READ MORE: Canada’s COP 26 is the “backbone” of the Paris Agreement, says Minister

It will either be sometime next week (starting October 18) or early next week, ”Wilkinson told iPolitics in an October 14 interview.

“There is a process that we have to follow, not only with Germany, but with the UK (which is hosting COP26) and others,” he said. “But it absolutely comes out next weekend or early next week.”

Despite the possible delay, Wilkinson says he and his German counterpart will raise the money.

I am confident (we will reach) the $ 100 billion figure, ”he said. “We still have work to do and we are not done yet. But I am more and more convinced that we will be able to achieve this, and I believe that this is an essential element in ensuring the success of COP 26. ”

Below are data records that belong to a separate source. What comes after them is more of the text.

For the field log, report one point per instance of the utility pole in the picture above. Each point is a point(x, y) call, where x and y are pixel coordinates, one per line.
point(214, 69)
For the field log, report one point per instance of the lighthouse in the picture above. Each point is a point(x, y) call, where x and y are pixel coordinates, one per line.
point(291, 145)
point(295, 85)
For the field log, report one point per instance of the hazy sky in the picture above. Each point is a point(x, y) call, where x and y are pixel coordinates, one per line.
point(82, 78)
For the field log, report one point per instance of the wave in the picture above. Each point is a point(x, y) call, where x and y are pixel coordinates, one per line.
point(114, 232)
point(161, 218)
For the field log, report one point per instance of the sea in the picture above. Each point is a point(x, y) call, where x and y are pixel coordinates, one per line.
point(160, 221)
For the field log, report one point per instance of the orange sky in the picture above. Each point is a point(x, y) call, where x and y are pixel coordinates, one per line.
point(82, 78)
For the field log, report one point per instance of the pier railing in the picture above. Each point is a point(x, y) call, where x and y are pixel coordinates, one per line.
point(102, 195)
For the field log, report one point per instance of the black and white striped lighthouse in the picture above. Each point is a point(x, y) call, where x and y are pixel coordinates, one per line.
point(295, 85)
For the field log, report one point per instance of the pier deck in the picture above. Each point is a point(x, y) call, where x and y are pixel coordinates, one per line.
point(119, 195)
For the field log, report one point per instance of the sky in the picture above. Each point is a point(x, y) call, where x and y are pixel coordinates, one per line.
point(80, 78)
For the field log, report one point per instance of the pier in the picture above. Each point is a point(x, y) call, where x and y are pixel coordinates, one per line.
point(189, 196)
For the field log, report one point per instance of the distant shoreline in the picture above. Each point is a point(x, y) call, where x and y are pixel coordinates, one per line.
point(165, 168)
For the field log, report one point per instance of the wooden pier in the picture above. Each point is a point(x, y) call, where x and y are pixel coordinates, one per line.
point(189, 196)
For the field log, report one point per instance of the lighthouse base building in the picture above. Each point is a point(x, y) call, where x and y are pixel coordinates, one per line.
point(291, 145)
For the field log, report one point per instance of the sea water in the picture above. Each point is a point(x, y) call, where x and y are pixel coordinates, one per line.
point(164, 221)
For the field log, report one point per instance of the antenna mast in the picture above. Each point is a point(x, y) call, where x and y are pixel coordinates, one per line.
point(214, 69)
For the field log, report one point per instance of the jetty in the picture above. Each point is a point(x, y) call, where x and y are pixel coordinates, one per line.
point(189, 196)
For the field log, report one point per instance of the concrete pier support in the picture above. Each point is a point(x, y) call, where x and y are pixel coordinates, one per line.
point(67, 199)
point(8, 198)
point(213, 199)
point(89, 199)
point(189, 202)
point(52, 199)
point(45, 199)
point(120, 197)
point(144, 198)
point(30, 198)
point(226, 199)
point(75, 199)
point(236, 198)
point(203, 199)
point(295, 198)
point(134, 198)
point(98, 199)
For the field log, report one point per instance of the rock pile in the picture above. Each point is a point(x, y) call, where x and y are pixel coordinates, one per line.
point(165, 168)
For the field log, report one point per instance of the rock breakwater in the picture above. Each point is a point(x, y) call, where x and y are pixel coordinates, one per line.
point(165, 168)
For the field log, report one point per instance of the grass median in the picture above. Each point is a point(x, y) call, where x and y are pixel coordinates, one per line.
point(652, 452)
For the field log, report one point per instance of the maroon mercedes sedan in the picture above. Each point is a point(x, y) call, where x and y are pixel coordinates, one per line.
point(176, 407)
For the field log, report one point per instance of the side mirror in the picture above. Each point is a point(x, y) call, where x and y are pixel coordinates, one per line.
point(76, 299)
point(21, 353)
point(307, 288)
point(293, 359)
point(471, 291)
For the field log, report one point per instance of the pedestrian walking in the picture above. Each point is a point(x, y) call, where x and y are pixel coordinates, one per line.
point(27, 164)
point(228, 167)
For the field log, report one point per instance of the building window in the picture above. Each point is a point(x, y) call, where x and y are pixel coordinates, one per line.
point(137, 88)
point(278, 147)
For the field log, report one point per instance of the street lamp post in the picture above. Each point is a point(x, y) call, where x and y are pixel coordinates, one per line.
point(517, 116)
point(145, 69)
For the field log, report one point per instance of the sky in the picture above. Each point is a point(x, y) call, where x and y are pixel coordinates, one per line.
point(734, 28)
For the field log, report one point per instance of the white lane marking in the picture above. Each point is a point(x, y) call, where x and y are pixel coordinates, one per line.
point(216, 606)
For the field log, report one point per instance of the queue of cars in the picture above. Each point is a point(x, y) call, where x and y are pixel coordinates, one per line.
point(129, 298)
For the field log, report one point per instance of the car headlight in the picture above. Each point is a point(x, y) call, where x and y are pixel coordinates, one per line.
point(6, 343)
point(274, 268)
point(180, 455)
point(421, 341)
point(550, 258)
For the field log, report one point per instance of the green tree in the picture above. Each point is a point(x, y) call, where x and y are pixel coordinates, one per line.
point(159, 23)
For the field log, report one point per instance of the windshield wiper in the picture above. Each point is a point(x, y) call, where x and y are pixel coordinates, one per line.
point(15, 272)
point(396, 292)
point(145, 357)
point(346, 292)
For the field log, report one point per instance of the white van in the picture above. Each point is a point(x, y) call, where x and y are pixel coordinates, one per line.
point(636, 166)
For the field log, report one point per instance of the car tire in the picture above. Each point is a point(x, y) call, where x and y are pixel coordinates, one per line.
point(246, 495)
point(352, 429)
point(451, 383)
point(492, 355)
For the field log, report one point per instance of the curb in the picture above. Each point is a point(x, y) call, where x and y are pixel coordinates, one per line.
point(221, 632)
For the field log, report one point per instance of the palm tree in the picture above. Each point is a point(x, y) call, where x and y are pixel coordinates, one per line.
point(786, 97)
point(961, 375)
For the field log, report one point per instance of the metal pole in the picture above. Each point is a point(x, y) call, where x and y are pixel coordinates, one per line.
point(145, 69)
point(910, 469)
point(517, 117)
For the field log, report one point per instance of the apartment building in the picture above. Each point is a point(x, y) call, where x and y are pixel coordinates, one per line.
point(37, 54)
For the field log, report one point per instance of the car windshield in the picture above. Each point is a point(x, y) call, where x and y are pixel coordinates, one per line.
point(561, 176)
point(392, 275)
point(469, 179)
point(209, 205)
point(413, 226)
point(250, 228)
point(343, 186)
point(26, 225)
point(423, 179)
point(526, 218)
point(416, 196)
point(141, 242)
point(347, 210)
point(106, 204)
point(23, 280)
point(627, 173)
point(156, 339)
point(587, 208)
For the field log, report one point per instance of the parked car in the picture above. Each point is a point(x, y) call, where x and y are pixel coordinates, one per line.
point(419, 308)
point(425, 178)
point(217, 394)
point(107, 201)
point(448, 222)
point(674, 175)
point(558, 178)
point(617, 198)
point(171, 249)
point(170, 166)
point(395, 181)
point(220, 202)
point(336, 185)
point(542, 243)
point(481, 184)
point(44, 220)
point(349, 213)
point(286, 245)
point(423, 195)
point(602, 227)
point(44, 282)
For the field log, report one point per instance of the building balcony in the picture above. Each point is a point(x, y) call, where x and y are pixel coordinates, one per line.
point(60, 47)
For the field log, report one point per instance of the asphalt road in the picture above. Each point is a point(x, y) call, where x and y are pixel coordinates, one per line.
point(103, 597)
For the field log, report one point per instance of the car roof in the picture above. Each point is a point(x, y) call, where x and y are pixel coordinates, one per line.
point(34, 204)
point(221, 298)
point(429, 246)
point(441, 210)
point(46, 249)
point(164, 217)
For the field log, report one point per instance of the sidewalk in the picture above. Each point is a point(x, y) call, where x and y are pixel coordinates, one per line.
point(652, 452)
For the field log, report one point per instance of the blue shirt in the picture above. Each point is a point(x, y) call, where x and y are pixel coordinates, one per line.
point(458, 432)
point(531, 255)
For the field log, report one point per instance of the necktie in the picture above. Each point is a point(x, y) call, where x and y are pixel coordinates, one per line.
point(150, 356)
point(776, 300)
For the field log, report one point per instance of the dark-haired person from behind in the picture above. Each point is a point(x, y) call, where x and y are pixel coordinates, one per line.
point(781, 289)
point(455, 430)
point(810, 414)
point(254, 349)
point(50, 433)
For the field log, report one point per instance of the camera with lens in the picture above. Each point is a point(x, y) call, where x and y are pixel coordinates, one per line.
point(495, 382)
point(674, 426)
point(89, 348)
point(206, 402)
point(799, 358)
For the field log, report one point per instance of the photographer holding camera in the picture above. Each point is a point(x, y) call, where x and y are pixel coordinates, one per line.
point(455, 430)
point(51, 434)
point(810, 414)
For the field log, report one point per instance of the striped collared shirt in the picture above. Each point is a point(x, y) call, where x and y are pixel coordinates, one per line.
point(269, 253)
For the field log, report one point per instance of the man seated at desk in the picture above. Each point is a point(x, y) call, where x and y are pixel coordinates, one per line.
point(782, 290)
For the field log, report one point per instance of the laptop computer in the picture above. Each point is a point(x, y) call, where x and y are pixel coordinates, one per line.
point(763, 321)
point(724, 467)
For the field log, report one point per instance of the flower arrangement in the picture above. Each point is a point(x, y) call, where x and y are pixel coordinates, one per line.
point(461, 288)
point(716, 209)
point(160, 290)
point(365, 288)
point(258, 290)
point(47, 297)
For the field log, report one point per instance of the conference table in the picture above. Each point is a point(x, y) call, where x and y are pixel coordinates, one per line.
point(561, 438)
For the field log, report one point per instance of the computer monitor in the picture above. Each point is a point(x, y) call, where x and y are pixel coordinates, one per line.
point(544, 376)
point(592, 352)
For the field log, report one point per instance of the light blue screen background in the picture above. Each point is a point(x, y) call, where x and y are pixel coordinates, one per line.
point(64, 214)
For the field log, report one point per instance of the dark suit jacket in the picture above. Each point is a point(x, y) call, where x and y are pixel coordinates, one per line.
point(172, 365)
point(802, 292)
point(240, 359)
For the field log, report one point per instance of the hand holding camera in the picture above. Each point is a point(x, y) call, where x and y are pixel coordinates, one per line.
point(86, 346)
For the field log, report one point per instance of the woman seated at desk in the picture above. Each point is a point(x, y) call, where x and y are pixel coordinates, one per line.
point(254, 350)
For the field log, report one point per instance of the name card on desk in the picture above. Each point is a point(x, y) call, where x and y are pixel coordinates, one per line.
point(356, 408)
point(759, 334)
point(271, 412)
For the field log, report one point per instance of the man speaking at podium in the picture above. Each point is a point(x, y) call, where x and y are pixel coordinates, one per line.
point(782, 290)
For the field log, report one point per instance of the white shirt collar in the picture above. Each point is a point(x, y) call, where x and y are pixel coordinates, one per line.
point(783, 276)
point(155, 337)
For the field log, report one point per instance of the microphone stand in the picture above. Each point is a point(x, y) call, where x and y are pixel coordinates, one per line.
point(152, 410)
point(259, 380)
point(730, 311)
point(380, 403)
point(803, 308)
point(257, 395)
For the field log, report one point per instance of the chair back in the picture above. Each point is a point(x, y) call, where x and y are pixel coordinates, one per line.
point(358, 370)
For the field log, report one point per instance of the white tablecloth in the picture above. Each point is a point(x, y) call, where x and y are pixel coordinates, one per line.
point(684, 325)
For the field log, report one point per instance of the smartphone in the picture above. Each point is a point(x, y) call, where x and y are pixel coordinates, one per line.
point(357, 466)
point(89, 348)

Fundraising is an important “exercise in building trust between the developed and developing world,” Wilkinson said on October 1. “It is intended to ensure that the developed world helps the developing world, both to mitigate and reduce the impacts of climate change.

Developed countries, however, have failed every year, according to data from the Organization for Economic Co-operation and Development.

In 2019, the latest year for data, they raised nearly $ 80 billion.

The plan is supposed to outline the methods and dollar figures “in a very transparent way,” Wilkinson said on Oct. 1. It should indicate where the money will come from, whether it will come with conditions, whether in the form of loans or grants, and how countries will access it, said Géraud de Lassus Saint-Geniès, professor of law at Laval University.

The plan should also consider how developed countries will close annual deficits if they continue to miss the $ 100 billion target, said Eddy Pérez, director of international climate diplomacy at Climate Action Network Canada. .

There could be three reasons for the delay, Pérez said.

First, countries might not have accepted the content of the plan.

Second, Wilkinson and Flasbarth might need to negotiate with other countries at the last minute to get them to confirm their promises.

Third, the two ministers might hope that the G20 summit at the end of October will create “a lot more momentum,” he said.

In 2009, developed countries have agreed to increase $ 100 billion per year from 2020 to 2025 for climate change mitigation and adaptation in the developing world. At the time, the European Union and several developing countries said that was not enough; $ 400 billion was needed.

However, negotiations were at a standstill and the $ 100 billion figure was a compromise.

Negotiations for post-2025 climate finance are expected to start at COP26.